The objective of this study is to simulate the Stand-to-Prone-to-Aim task of a soldier using a full-body, three dimensional digital human model. The digital human is modeled as a 55 degree of freedom branched robot. Six degrees of freedom represent the orientation and position of the pelvis coordinate frame of the digital human and 49 degrees of freedom represent the revolute joints which model the human joints. Motion is generated by a multi-objective optimization approach minimizing the mechanical energy and joint discomfort simultaneously. The optimization problem is subject to constraints which represent the limitations of the environment, the digital human model and the motion task. Design variables are the joint angle profiles. Using the given method, we can predict a realistic motion for the “Stand-to-Prone-to-Aim” task. We are also able to very well predict the “Natural Point of Aim” for this task which is validated (along with other determinants of motion) and matches very closely with the experimental data which is motion captured in the VSR Lab at the University of Iowa.
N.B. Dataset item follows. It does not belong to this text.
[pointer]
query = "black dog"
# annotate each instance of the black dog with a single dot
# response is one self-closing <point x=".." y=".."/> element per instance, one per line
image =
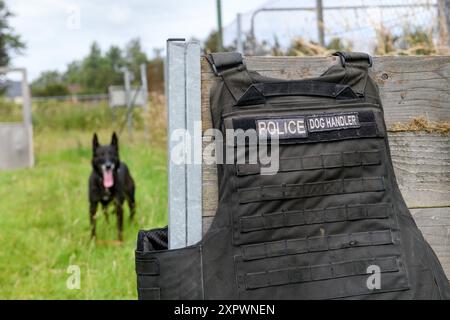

Inevitable transfers of weapon as an external object between the two hands have to occur in performing this task. Collision avoidance of the rifle with the hands and body during these rifle transfers is a very challenging constraint that has been implemented. These collision avoidance modules use compound primitives such as finite cylinders and finite planes whose edges are smoothed out in order to have continuous gradients for the collision avoidance constraint.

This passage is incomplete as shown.